Most of us unthinkingly click “Allow” when asked if an app can access the microphone, the camera, our contacts etc. But when we tick that access box what are we actually allowing? Though there have been recent efforts to ensure that the default option in downloads and subscriptions is one that doesn’t allow third party apps intimate access to those details, the reality is still unclear.
Even if we don’t tick the box ourselves, our phones often arrive with a number of enabled settings such as the “microphone always on” feature that enables things like Siri and Google to hear us saying “Hey Siri” or “Hey Google”. Last year this led to something a scandal as a Whistle-blower from Apple claimed that there were not sufficient measures in place to protect the personal recordings that Siri takes.
How much of our data do third party companies have, and what will they do with it?

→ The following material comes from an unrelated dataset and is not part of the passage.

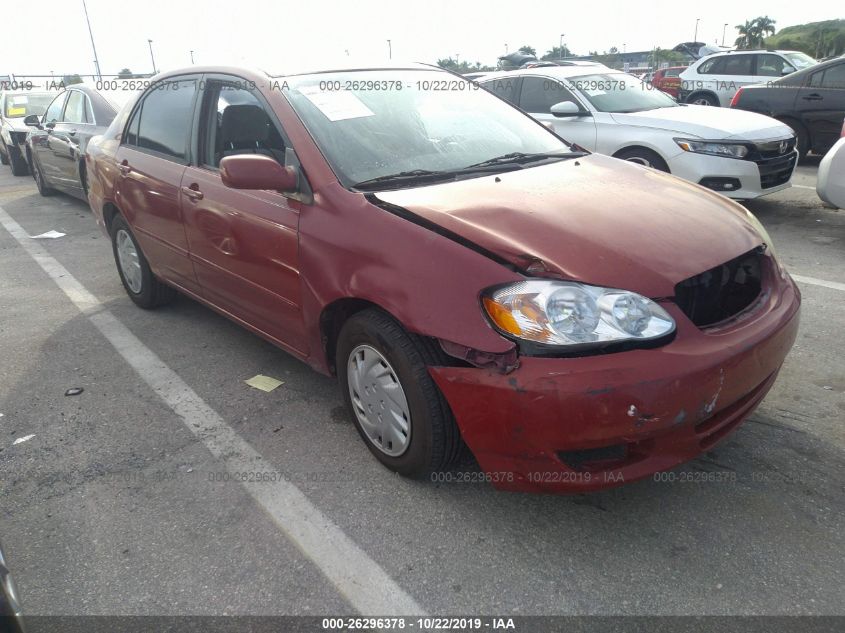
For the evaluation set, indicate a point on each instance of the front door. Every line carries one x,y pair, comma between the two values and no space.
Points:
244,244
152,158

The main cause for concern is of course how much of our data do third party companies have, and what will they do with it? The most obvious use of data is micro marketing and hyper targeted advertisements. This is not something particularly new as micro targeted advertisements based on search and interest history are already in place.
This brings up an interesting point, computers and phones already have so much of our data, so do we need to worry about our phones potentially listening to us? From Instagram to Period Tracking apps, our phones know about almost every aspect of our lives. Though, it is important to note that a number of apps encrypt that data in order to prevent third parties accessing and using it.
But this encryption is not always successful – in fact, last year Whatsapp’s encryption service was hacked and thousands of people’s data was exposed. So, companies are perhaps more likely to invest in improving and evolving the current mechanisms in place that allow advertisers to utilise the data we voluntarily input.
Cambridge Analytica and their somewhat nefarious tactics to swing elections using targeted adverts
Of course, in recent years there have been a number of instances of personal data being violated and used not just for harmless advertising but for the more sinister goal of altering political landscapes. An example of this is Cambridge Analytica and their somewhat nefarious tactics to swing elections using targeted adverts on people who are on the fence. The worry here being that the control and access to our data is in the hands of companies who, on the whole, are working for their own financial gain.
I suppose the fear of being listened to by our laptops and phones is more the sense of the unknown. When we download and use apps, for the most part we are aware of the fact that our data is going to be used. Phones only see what we allow them to see- the things we actively show them.
Whether or not we need to be worried about this breach of privacy is difficult to answer. And with us voluntarily giving over so much of our data, do we need to worry about giving them anymore? I suppose it is a matter of personal preference on privacy.
There are measures that can be taken to at least limit your phone’s recording capabilities
Though there are measures that can be taken to at least limit your phone’s recording capabilities, by turning off microphone access to individual apps, there may little point in doing so. It is impossible to know how to deal with the abundance of data companies have about us. With more governmental interest in the use and storage of data, there is a chance that measures will be put in place in the coming years to limit tech companies use of our data.